I have static values (user groups) that I need to loop through to produce the results for each of the static values. We then use that to produce averages for the users within those groups and alert on any that are above the average by a small percent. I may be making this more difficult than necessary. While I can hard code the group info, I would prefer to not have 20 identical searches other than the group identifier. My averages are also not returning the desired results, it seems that the average is not carried through all of the data.
Group, grp1, grp2, grp3, grp4, etc...
User #access total group groupavg Usera 20 45 10 Userb 15 Userc 5 Userd 5
In this case using the variable
groupavg it would only produce the result that
usera was above the average not
userb. Now if you hardcode the value of
10 it does show both
index="foo" [|inputlookup input.csv |rename Group as query |fields query] Classification=query |dedup fooKey | eval Date=strftime(_time, "%D") | stats count by User |appendcols [search index="foo" Classification=query |dedup fooKey | eval Date=strftime(_time, "%D") | stats count as total dc(user) as totuser |eval groupavg=round(total/totuser,0)] |where count > (groupavg*1.5) |fields - total, totuser
So to see if I was way off base, I tried a simple search using a lookup file against
Log, INFO, WARNING, WARN, ERROR, error,
index="_internal" [|inputlookup testfile.csv | rename Log AS query | fields query] Log_Level=query |stats count by query
This returned nothing as far as
stats, but it did return events:
12/7/15 2:19:41.176 PM 12-07-2015 14:19:41.176 -0700 INFO StreamedSearch - Streamed search connection terminated: search_id=remote_indexmaster.localdomain_1449523206.47, server=indexmaster.localdomain, active_searches=0, elapsedTime=0.273, search='litsearch index="_internal" ( ( INFO ) OR ( WARNING) OR ( WARN ) OR ( ERROR ) OR ( error ) ) Log_Level=query | addinfo type=count label=prereport_events | fields keepcolorder=t "*" "_bkt" "_cd" "_si" "host" "index" "linecount" "prestats_reserved_*" "psrsvd_*" "query" "source" "sourcetype" "splunk_server" | remotetl nb=300 et=1449508800.000000 lt=1449523206.000000 max_count=1000 max_prefetch=100 | prestats count by query', savedsearch_name=""

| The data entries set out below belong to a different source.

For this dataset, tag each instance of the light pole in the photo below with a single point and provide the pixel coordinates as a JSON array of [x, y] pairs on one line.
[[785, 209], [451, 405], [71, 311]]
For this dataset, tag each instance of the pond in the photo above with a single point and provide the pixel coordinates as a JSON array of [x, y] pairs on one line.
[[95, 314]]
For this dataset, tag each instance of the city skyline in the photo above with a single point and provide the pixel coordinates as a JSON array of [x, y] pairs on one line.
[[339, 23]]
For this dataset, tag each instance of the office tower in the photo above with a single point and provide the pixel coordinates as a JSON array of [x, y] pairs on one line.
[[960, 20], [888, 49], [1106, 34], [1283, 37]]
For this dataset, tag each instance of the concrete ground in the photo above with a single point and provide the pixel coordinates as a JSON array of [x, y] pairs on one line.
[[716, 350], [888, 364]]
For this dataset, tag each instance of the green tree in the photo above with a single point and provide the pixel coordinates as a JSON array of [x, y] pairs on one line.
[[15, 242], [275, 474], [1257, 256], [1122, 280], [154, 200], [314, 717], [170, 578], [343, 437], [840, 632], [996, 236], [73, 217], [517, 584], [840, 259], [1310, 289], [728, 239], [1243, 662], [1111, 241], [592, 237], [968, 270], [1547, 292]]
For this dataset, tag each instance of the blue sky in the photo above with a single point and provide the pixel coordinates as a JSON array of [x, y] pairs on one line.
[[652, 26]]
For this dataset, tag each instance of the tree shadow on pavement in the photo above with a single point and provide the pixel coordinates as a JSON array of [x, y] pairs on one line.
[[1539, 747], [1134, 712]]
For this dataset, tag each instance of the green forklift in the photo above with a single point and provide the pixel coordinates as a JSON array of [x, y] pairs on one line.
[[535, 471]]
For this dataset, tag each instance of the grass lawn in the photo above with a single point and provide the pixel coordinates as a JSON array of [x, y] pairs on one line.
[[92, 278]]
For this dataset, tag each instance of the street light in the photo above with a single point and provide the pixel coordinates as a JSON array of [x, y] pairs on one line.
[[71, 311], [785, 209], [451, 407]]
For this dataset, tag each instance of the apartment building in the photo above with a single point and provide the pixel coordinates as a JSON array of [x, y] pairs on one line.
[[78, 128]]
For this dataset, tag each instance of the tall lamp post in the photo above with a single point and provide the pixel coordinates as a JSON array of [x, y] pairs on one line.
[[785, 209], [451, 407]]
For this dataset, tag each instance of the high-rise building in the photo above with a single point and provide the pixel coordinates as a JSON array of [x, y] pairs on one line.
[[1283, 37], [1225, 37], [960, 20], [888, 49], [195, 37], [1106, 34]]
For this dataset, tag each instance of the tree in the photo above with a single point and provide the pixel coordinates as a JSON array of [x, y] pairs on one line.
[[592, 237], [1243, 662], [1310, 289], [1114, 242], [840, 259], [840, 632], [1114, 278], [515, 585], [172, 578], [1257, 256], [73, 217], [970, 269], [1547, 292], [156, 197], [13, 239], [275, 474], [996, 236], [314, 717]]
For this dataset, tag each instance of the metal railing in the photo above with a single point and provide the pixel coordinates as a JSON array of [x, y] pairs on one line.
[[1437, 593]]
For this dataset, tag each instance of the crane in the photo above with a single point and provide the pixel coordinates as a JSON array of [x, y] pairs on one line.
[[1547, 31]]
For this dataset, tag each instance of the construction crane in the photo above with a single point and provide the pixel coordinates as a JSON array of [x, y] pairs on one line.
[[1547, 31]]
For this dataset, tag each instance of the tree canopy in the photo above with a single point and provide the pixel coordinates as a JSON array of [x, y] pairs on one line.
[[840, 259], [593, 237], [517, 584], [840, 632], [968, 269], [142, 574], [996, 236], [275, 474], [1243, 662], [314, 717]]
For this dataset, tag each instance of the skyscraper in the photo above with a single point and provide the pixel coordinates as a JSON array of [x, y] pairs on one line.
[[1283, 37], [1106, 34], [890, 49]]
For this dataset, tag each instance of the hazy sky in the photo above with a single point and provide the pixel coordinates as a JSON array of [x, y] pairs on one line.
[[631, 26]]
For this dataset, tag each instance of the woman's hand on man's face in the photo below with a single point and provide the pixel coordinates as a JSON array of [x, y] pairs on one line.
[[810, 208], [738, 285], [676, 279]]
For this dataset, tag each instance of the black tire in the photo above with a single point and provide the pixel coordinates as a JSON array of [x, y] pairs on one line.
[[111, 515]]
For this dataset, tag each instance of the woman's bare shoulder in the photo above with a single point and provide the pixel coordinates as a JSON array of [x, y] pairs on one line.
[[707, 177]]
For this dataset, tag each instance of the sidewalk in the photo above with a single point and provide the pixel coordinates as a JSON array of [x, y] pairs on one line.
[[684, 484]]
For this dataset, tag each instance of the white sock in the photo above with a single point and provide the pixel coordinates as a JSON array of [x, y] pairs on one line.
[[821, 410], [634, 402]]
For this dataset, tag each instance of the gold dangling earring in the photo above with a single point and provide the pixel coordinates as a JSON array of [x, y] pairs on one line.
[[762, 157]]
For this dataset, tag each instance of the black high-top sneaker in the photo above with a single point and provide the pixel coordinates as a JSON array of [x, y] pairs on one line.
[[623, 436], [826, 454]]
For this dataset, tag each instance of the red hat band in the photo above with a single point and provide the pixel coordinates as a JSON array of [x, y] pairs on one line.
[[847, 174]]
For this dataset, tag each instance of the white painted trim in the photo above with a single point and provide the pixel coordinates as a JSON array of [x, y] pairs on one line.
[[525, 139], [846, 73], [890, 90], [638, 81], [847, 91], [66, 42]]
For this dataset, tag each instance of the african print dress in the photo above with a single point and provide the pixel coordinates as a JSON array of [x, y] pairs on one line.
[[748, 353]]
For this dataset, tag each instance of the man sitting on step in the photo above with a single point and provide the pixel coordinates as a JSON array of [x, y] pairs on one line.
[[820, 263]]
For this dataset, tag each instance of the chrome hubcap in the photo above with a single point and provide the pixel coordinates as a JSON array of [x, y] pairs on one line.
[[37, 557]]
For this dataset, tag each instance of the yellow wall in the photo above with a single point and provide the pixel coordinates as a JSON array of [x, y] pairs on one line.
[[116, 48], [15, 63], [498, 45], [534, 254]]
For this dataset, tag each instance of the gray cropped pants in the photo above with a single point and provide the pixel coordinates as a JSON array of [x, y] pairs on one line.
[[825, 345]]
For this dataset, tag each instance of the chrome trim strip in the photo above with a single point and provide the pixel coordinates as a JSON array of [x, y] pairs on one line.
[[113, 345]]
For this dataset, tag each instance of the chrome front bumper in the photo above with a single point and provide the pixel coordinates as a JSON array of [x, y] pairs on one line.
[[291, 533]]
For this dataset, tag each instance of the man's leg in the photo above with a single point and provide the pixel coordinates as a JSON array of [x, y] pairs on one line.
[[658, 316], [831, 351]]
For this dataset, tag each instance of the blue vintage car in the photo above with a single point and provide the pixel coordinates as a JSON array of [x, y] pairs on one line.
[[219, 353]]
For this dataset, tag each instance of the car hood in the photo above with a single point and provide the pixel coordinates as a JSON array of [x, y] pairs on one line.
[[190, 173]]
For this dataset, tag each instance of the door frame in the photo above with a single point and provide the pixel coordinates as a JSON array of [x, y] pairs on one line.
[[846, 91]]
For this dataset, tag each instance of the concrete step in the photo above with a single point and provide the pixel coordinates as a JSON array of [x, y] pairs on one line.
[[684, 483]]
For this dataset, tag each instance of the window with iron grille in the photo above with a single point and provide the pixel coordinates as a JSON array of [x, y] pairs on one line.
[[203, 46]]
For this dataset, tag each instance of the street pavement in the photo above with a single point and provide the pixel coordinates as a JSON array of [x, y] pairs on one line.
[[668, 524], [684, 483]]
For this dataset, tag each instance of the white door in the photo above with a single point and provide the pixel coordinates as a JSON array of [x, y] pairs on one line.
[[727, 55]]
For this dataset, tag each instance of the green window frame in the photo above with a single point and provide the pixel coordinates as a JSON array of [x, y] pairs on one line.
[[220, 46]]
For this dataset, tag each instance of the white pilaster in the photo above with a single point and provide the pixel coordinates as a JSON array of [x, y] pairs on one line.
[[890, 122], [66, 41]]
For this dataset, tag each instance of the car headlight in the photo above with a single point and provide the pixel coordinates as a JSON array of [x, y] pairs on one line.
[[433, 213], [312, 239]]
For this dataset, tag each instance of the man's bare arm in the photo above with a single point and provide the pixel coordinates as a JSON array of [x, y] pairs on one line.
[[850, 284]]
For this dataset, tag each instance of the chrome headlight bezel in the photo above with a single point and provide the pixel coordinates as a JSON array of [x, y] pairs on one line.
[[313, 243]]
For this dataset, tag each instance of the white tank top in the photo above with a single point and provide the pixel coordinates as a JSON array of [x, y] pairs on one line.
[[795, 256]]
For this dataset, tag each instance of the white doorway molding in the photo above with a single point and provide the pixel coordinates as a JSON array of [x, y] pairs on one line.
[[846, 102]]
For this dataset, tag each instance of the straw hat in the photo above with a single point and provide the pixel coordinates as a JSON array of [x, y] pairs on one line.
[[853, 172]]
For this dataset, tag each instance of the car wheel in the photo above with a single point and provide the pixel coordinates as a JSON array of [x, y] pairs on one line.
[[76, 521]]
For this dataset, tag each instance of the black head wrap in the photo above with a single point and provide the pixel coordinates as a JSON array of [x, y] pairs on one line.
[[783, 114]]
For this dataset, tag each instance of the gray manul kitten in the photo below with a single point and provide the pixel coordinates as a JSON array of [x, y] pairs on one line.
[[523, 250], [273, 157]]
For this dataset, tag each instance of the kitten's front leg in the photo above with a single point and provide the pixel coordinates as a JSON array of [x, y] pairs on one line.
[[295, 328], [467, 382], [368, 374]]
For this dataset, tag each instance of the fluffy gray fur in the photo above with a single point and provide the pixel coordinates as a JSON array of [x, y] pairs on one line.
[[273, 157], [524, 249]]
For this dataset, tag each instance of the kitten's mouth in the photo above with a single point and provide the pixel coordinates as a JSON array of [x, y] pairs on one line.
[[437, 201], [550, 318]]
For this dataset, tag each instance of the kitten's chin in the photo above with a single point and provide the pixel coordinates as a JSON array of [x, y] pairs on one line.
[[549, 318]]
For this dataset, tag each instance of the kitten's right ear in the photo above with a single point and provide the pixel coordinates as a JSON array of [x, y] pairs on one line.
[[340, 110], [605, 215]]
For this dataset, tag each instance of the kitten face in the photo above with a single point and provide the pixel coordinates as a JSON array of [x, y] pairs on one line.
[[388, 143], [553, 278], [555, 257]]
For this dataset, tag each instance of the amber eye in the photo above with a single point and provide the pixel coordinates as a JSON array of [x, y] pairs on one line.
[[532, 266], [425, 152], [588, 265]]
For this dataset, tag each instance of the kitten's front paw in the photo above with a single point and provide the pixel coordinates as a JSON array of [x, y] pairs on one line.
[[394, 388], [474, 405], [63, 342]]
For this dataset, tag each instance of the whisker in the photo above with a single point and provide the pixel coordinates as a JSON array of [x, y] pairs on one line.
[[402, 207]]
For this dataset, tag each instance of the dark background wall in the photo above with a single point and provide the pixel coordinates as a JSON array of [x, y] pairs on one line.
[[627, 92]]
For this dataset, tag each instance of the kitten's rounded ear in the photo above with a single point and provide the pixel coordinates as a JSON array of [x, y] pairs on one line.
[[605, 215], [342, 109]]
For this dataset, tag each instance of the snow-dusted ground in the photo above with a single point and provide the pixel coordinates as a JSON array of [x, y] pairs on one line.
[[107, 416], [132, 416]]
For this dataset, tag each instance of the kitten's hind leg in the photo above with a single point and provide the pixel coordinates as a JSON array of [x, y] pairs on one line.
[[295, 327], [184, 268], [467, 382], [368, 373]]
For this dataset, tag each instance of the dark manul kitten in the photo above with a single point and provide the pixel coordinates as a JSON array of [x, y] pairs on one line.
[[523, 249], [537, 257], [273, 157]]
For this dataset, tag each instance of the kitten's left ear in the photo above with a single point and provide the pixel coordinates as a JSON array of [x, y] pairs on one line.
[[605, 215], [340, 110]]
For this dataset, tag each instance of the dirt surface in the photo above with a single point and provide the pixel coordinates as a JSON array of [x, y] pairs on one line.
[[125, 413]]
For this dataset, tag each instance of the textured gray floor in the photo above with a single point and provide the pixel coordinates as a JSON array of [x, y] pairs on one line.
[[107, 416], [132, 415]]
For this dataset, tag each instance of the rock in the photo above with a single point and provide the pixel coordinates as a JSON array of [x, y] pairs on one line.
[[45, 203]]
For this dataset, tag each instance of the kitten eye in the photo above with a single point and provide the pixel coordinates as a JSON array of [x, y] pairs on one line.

So it is returning the fields from the
input.csv, but in the Boolean format
( INFO ) OR ( WARNING) OR ( WARN ) OR ( ERROR ) OR ( error )
I need to be able to extract each field run in a search against those results as stated above.
So what am I doing wrong?... Should I not use an input lookup to loop through the results?
Ideally we would like to see that
Usera who is part of
grpd is 1.5 times higher than the rest of the users in
Thank you in advance for any assistance you can provide.
query is a special field name.
|inputlookup testfile.csv | rename Log AS query | fields query OR ( WARNING) OR ( WARN ) OR ( ERROR ) OR ( error )
|inputlookup testfile.csv | rename Log AS LogLevel| fields LogLevel OR ( LogLevel=WARNING) OR ( LogLevel=WARN ) OR ( LogLevel=ERROR ) OR ( LogLevel=error )
Is this okay.
index="internal" [|inputlookup testfile.csv | rename Log AS query | fields query] LogLevel=query |stats count by query
⇒ index="internal" [|inputlookup testfile.csv | rename Log AS LogLevel| fields LogLevel] |stats count by LogLevel
LIke HiroshiSatoh posted though the key with subsearches is to have any output match fields that are going to be in the data from your parent search. One thing you can do (if you don't already know) is add
| format to the end of a search that will be come a subsearch. It will show you what will be passed to the parent.
Additionally I think you will want to be introduced to the eventstats command.
index="foo" [|inputlookup input.csv |rename Group as Classification |fields Classification] |dedup fooKey | stats count by User | eventstats sum(count) as total dc(User) as totuser |eval groupavg=round(total/totuser,0)]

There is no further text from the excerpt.